Caselaw Digest
Caselaw Digest

IAB & Ors, R (on the application of) v Secretary of State for the Home Department & Anor

17 November 2023
[2023] EWHC 2930 (Admin)
High Court
The government redacted parts of documents it gave to the court during a legal case. The judge said this was wrong because it hid information needed to understand the decision being challenged. The judge ruled the government must show good reason to hide information and give clear explanations for any redactions.

Key Facts

  • Claimants challenged the Secretary of State for Levelling Up, Housing and Communities' decision to make the Houses in Multiple Occupation (Asylum-Seeker Accommodation)(England) Regulations 2023.
  • The Regulations aimed to increase asylum seeker accommodation and reduce hotel use.
  • Secretaries of State disclosed documents with redactions without explanation.
  • Redactions included names of civil servants outside the Senior Civil Service and other material.
  • The court considered the permissibility of redacting names and the application of legal professional privilege (LPP) and relevance to redactions.

Legal Principles

Duty of candour in judicial review proceedings requires public authorities to provide full and accurate explanations of relevant facts.

Secretary of State for Foreign and Commonwealth Affairs v Quark Fishing Ltd [2002] EWCA Civ 1409

Disclosure of documents in judicial review proceedings is necessary for a fair and just determination of the issues.

Tweed v Parades Commission for Northern Ireland [2007] 1 AC 650

Redaction of irrelevant parts of disclosed documents is permissible, but the test is simply whether the part is irrelevant, not whether it deals with an entirely different subject matter.

GE Capital Corporate Finance v The Bankers Trust [1995] 1 WLR 172

In judicial review, the obligation of candour requires a ‘cards face upwards’ approach; redaction should not impair the actuality or appearance of this.

R v Lancashire County Council Exp. Huddleston [1986] 2 All ER 941

Claims to legal professional privilege must be supported by evidence.

WH Holdings Ltd v E20 Stadium LLP [2018] EWCA Civ 2652

Cabinet collective responsibility does not automatically render all information in a letter to the Prime Minister confidential.

Paragraph 39

Outcomes

Refusal to permit routine redaction of names of civil servants outside the Senior Civil Service.

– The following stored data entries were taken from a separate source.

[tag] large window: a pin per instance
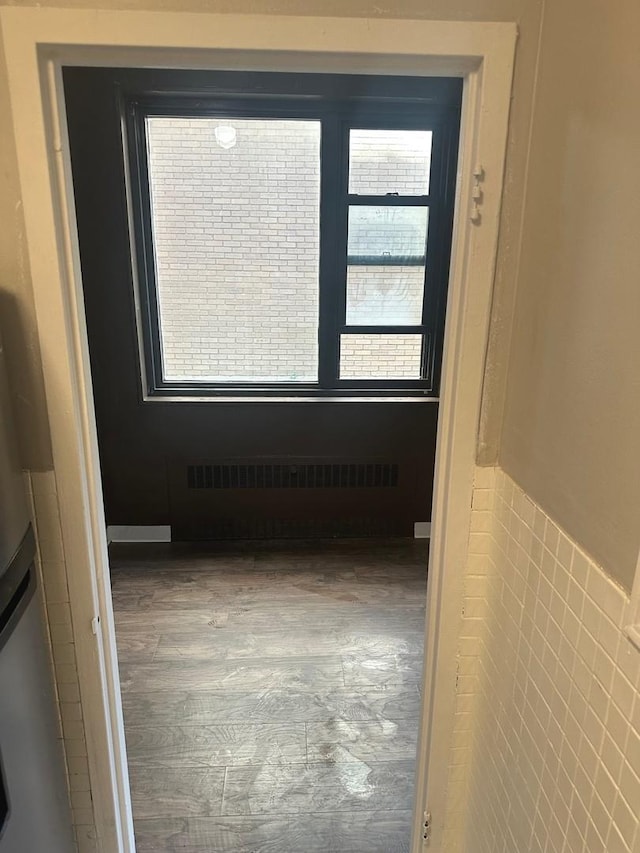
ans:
(293, 234)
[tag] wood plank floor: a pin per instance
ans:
(271, 693)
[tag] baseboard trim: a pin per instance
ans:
(138, 533)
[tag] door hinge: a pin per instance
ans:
(477, 194)
(426, 829)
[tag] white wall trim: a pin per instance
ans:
(632, 631)
(422, 530)
(37, 42)
(139, 533)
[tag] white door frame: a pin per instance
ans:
(37, 43)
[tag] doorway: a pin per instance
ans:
(265, 260)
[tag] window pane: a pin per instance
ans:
(380, 356)
(384, 296)
(235, 214)
(389, 161)
(384, 234)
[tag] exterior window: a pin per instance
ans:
(292, 245)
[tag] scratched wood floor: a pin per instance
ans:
(271, 693)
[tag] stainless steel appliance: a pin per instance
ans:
(34, 807)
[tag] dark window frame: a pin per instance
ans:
(338, 102)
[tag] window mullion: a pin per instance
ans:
(332, 248)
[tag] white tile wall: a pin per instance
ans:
(547, 733)
(41, 488)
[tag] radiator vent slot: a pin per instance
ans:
(293, 476)
(272, 528)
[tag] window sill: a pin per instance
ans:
(369, 398)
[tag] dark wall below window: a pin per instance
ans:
(145, 447)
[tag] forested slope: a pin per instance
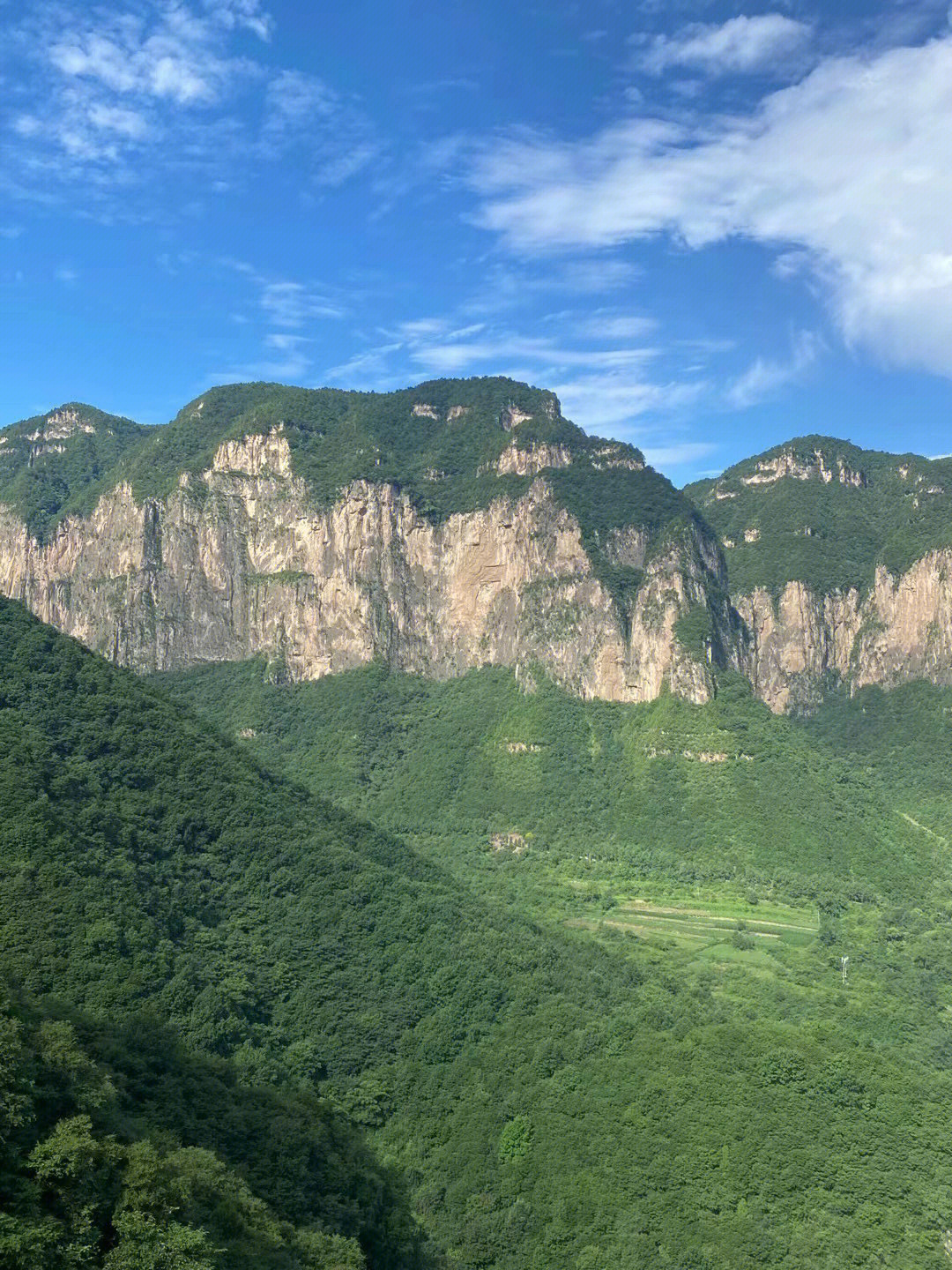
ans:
(738, 1104)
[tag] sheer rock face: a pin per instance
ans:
(242, 562)
(902, 630)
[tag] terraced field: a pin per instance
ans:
(710, 930)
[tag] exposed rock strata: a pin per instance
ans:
(242, 563)
(902, 630)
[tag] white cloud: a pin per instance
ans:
(608, 392)
(127, 97)
(852, 167)
(680, 455)
(741, 45)
(763, 377)
(292, 303)
(305, 113)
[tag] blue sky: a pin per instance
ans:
(707, 227)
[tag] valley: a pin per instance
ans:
(546, 970)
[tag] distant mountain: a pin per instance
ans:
(556, 1081)
(839, 563)
(457, 524)
(464, 524)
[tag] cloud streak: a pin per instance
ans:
(740, 46)
(852, 168)
(122, 98)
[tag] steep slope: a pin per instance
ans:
(559, 1095)
(458, 524)
(666, 787)
(121, 1149)
(687, 840)
(839, 565)
(57, 464)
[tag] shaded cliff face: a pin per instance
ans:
(841, 566)
(242, 559)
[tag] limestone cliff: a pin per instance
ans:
(240, 559)
(841, 565)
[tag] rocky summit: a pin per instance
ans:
(464, 524)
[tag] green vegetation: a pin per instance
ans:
(736, 1104)
(663, 787)
(444, 459)
(828, 533)
(118, 1148)
(49, 476)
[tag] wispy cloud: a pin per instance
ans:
(684, 453)
(606, 390)
(764, 377)
(118, 100)
(741, 45)
(852, 167)
(294, 303)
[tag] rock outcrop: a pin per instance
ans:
(242, 560)
(900, 630)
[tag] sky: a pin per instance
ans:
(709, 228)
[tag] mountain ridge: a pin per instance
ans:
(456, 524)
(466, 522)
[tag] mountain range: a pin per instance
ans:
(462, 524)
(482, 855)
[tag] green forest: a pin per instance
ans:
(270, 1004)
(830, 534)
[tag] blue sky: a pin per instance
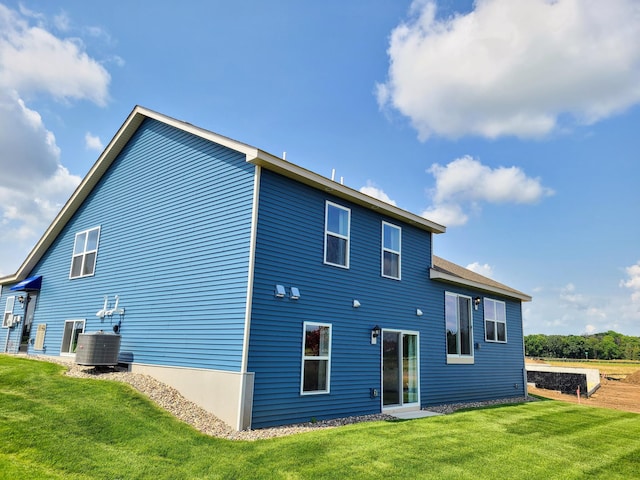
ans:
(513, 122)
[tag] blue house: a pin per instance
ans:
(263, 292)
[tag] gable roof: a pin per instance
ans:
(253, 155)
(446, 271)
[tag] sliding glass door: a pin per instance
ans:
(400, 376)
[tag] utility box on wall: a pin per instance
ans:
(98, 349)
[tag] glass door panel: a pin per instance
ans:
(390, 368)
(410, 368)
(399, 368)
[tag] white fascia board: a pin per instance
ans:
(312, 179)
(448, 278)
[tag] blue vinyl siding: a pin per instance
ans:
(497, 368)
(175, 218)
(290, 252)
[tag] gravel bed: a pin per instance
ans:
(172, 401)
(452, 407)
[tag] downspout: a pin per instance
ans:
(524, 364)
(249, 302)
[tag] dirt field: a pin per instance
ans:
(622, 394)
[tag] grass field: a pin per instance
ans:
(618, 368)
(56, 427)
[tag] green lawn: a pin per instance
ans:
(52, 426)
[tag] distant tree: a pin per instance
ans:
(608, 345)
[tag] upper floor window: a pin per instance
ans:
(8, 312)
(391, 243)
(336, 235)
(495, 320)
(85, 251)
(316, 358)
(459, 321)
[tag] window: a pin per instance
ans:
(336, 236)
(495, 321)
(85, 251)
(459, 320)
(7, 318)
(72, 328)
(391, 241)
(316, 358)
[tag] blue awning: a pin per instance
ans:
(31, 283)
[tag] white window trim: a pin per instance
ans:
(7, 320)
(398, 252)
(84, 325)
(84, 253)
(337, 235)
(459, 358)
(496, 321)
(323, 357)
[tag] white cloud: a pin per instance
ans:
(465, 183)
(485, 269)
(447, 214)
(569, 309)
(33, 60)
(373, 191)
(34, 184)
(93, 142)
(633, 282)
(513, 67)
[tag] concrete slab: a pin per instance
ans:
(414, 414)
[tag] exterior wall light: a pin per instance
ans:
(375, 333)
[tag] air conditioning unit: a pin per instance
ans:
(98, 349)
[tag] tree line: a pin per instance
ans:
(601, 346)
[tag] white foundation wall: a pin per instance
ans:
(227, 395)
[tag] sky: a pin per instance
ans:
(514, 123)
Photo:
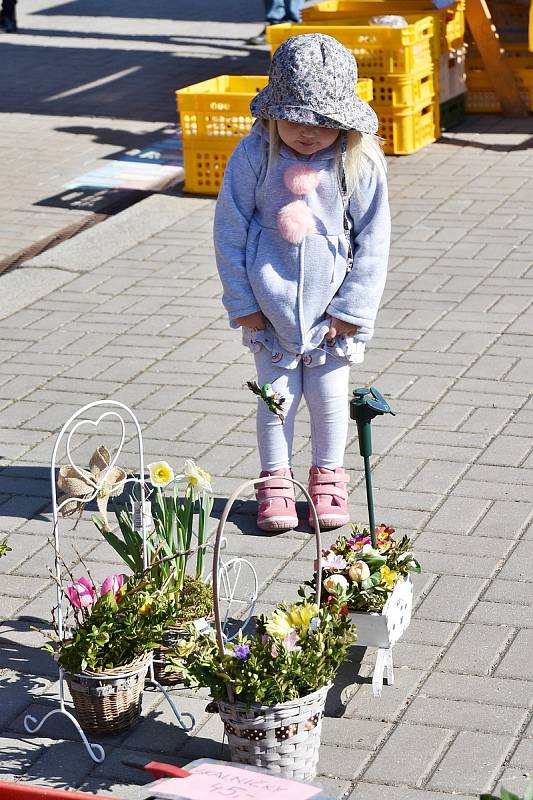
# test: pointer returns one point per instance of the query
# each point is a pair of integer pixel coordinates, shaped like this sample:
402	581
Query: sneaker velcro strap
266	494
334	491
333	480
275	483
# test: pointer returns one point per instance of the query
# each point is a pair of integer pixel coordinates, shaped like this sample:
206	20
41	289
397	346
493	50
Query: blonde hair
362	151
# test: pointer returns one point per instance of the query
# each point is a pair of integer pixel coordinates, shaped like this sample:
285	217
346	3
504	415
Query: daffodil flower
301	614
279	625
334	583
388	576
161	473
198	479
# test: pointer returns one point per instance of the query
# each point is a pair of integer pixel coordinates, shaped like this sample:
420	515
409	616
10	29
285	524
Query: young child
303	195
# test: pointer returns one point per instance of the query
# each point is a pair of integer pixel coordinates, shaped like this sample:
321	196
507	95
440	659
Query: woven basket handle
218	539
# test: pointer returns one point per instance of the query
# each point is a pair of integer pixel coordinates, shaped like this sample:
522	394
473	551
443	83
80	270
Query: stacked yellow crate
214	117
450	24
400	62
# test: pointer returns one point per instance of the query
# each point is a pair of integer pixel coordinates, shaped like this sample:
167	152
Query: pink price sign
214	781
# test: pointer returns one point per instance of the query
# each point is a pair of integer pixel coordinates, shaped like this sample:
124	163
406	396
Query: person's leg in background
292	10
8	20
325	389
276	504
275	12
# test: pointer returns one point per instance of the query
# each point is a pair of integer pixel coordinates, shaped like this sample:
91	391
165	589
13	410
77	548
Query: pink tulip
81	594
112	584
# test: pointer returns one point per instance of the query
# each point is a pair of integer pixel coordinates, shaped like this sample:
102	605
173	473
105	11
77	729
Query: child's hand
338	327
255	321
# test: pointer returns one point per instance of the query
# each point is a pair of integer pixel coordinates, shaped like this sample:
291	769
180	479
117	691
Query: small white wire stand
230	573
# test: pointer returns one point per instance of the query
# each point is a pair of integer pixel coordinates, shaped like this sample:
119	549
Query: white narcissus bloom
161	473
335	582
198	479
359	571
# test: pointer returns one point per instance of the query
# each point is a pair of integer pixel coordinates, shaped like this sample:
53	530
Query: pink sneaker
277	509
327	488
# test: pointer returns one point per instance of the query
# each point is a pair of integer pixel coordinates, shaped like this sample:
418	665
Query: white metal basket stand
229	574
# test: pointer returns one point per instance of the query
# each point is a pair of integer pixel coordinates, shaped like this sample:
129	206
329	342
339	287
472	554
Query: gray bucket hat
312	81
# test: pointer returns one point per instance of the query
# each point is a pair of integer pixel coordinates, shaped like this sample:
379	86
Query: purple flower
113	584
81	594
357	541
241	651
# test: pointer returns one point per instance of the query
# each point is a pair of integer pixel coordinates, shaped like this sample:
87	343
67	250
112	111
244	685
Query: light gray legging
325	389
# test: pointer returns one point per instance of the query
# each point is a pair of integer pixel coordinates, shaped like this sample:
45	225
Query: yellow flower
146	607
198	479
334	583
161	473
300	615
388	576
279	625
359	572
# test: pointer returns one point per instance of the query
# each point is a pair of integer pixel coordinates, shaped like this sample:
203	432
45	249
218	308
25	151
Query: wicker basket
284	738
109	701
170	639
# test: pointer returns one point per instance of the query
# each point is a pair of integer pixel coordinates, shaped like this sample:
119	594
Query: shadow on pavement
122	84
200	10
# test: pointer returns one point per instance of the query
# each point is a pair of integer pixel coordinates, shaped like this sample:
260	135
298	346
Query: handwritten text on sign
220	781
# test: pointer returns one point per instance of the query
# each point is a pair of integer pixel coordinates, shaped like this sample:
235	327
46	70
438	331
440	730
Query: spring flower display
111	630
362	577
176	521
161	473
197	478
112	584
293	652
81	593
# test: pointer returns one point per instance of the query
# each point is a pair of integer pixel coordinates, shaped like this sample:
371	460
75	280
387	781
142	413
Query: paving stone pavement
130	310
137	317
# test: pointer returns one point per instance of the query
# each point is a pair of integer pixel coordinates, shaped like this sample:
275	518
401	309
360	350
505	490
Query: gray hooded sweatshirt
298	285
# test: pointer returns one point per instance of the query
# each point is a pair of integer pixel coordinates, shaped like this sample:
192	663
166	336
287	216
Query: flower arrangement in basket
107	648
177	528
362	576
270	687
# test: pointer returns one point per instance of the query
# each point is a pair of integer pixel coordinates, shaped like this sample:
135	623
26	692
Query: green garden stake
367	404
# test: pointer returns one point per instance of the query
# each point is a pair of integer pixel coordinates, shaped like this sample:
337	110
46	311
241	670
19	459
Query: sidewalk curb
98	244
21	288
42	275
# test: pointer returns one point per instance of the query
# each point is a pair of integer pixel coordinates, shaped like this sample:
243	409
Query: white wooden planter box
383	630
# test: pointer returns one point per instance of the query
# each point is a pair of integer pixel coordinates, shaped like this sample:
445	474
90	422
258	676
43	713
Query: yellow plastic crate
450	20
215	116
405	90
481	97
378	50
407	130
204	162
220	107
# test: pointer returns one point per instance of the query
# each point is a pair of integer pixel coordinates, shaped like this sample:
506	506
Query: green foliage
179	526
505	794
116	630
360	576
295	651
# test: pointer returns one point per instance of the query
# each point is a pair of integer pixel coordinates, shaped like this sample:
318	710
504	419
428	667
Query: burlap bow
101	481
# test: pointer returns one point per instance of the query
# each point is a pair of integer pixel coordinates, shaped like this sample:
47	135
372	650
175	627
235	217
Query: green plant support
365	405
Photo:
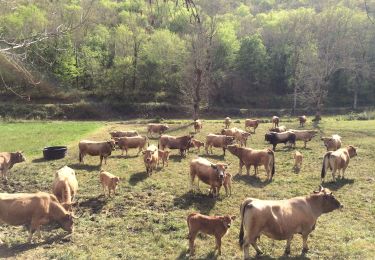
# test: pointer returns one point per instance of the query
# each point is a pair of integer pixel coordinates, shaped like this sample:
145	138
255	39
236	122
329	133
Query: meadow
147	218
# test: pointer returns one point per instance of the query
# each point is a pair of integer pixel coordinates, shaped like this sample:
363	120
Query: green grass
147	219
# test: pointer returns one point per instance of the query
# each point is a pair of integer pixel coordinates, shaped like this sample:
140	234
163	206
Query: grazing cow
276	138
197	125
304	135
65	186
156	128
163	156
212	225
150	158
275	121
248	157
332	143
218	141
124	143
209	173
252	123
337	161
7	160
33	210
282	219
227	122
109	182
96	148
302	120
172	142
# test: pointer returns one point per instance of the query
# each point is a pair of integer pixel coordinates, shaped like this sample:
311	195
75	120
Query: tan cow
96	148
212	225
249	157
337	161
7	160
218	141
126	143
109	182
65	186
150	158
282	219
33	210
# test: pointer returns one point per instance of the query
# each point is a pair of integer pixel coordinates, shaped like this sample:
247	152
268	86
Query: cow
163	156
276	138
275	121
248	157
175	142
125	143
96	148
302	120
33	210
337	161
109	182
218	141
197	125
8	160
65	187
150	158
156	128
304	135
212	225
209	173
282	219
332	143
227	122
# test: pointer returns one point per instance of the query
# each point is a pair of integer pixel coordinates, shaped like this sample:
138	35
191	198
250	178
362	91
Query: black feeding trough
54	152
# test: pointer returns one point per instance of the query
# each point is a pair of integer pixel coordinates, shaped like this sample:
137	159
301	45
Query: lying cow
209	173
218	141
7	160
332	143
216	225
172	142
109	182
125	143
96	148
337	161
150	158
156	128
249	157
33	210
277	138
304	135
282	219
65	186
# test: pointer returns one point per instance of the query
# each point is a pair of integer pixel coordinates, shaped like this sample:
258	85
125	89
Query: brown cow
248	157
96	148
150	158
65	186
156	128
218	141
33	210
212	225
209	173
172	142
337	161
109	182
252	123
7	160
282	219
125	143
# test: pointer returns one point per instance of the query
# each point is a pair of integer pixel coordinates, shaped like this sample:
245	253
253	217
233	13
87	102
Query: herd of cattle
277	219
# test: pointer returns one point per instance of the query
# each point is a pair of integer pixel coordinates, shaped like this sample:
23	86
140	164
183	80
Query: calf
109	182
212	225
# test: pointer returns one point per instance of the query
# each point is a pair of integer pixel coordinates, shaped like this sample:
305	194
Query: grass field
147	219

Such redaction hinders the court's understanding of the decision-making process and contradicts the duty of candour; there's no reasonable expectation of confidentiality for civil servants involved in public functions.

Refusal to maintain redaction based on legal professional privilege (LPP).

Insufficient evidence was provided to support the claim of LPP; the claim was not made good by the Note.

Refusal to maintain redaction based on relevance.

The redacted portion might contain relevant information showing the Secretary of State's doubts about the decision; any claim to confidentiality based on Cabinet collective responsibility failed.

Establishment of procedure for disclosing redacted documents.

Disclosing party must explain the reason for redaction at the point of disclosure to enable the receiving party to decide whether to apply for disclosure of the unredacted document.